Chinese pirate collective 3DM has announced that it's on hiatus, but I saw what happened to One Direction and now I find it hard to trust. Perhaps team leader 'Bird Sister' is using the break as cover to launch her own solo cracking career.
"We just had an internal meeting," Bird Sister (known also as Phoenix) says on her blog, as reported by TorrentFreak. "Starting at the Chinese New Year, 3DM will not crack any single-player games." Chinese New Year is today, February 8.
This comes exactly one month after 3DM announcedthat the second-layer DRM protection software on Just Cause 3, Denuvo, was proving too hard to crack, like one of those pistachios where the shell is completely closed so you can't even get a fingernail in.
Melodramatically, Bird Sister speculated that piracy itself could be a thing of the past within two years. 3DM is going to give it one: the team will have another shot in a year's time, presumably to capitalise on advances made by other crackers or in the hope that the Denuvo devs will all be replaced by Weebles. At that time, they'll also "see if genuine sales have grown", turning a good long holiday into an impromptu market dynamics experiment.

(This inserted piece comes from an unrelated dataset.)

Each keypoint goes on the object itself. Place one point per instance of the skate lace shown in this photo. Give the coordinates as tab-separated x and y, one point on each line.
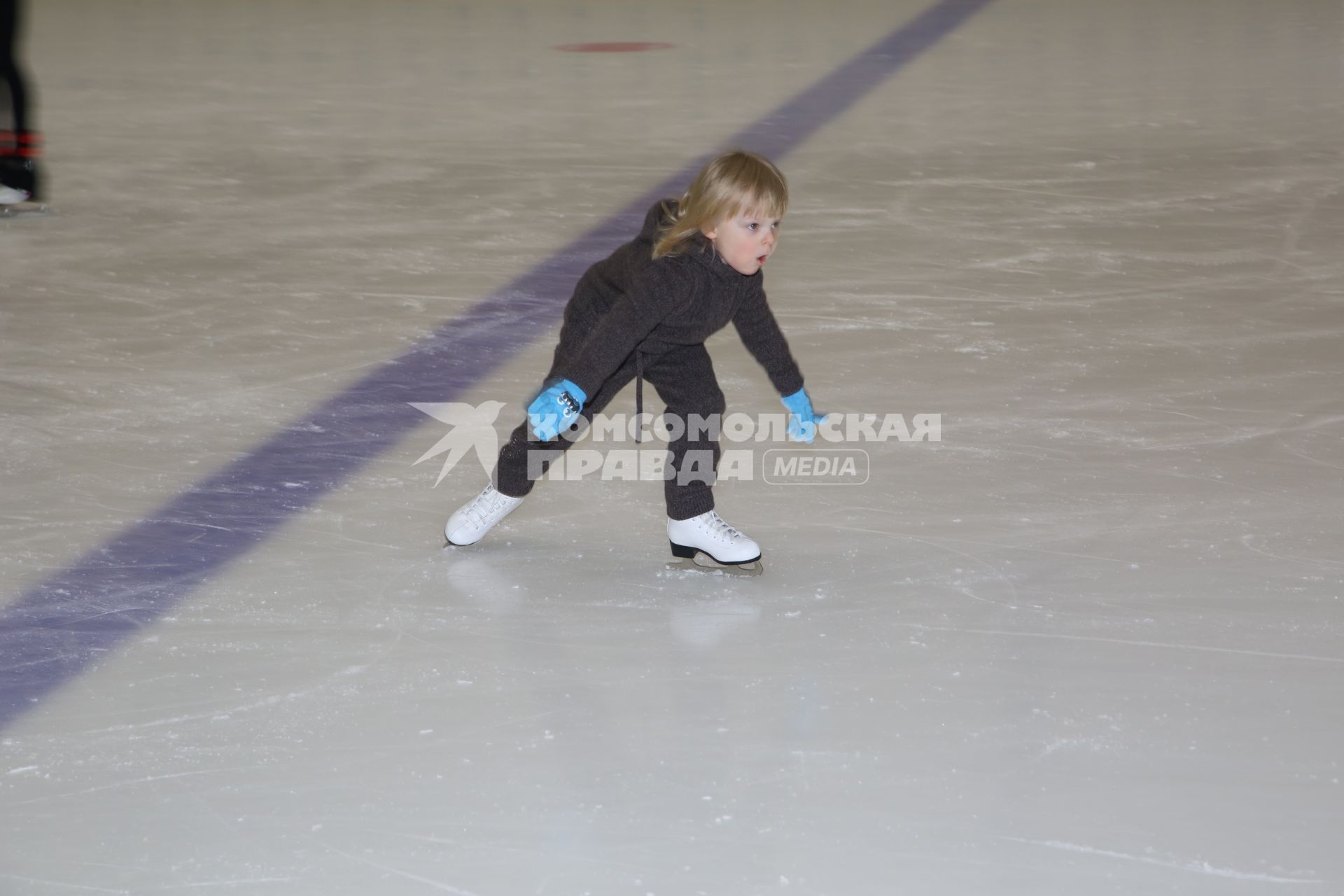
486	504
721	528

It's an odd comment. For one thing, I'm not sure where they could obtain sales figures comprehensive enough to make the comparison, let alone account for the other commercial forces at work. For another, she doesn't indicate what the result of such an observation would mean for 3DM: would it change its ways and set up an online store whereby all participants in the economy enjoyed an equitable exchange of goods, or up its pirating game like Robin Hood to Square Enix's sheriff of Nottingham?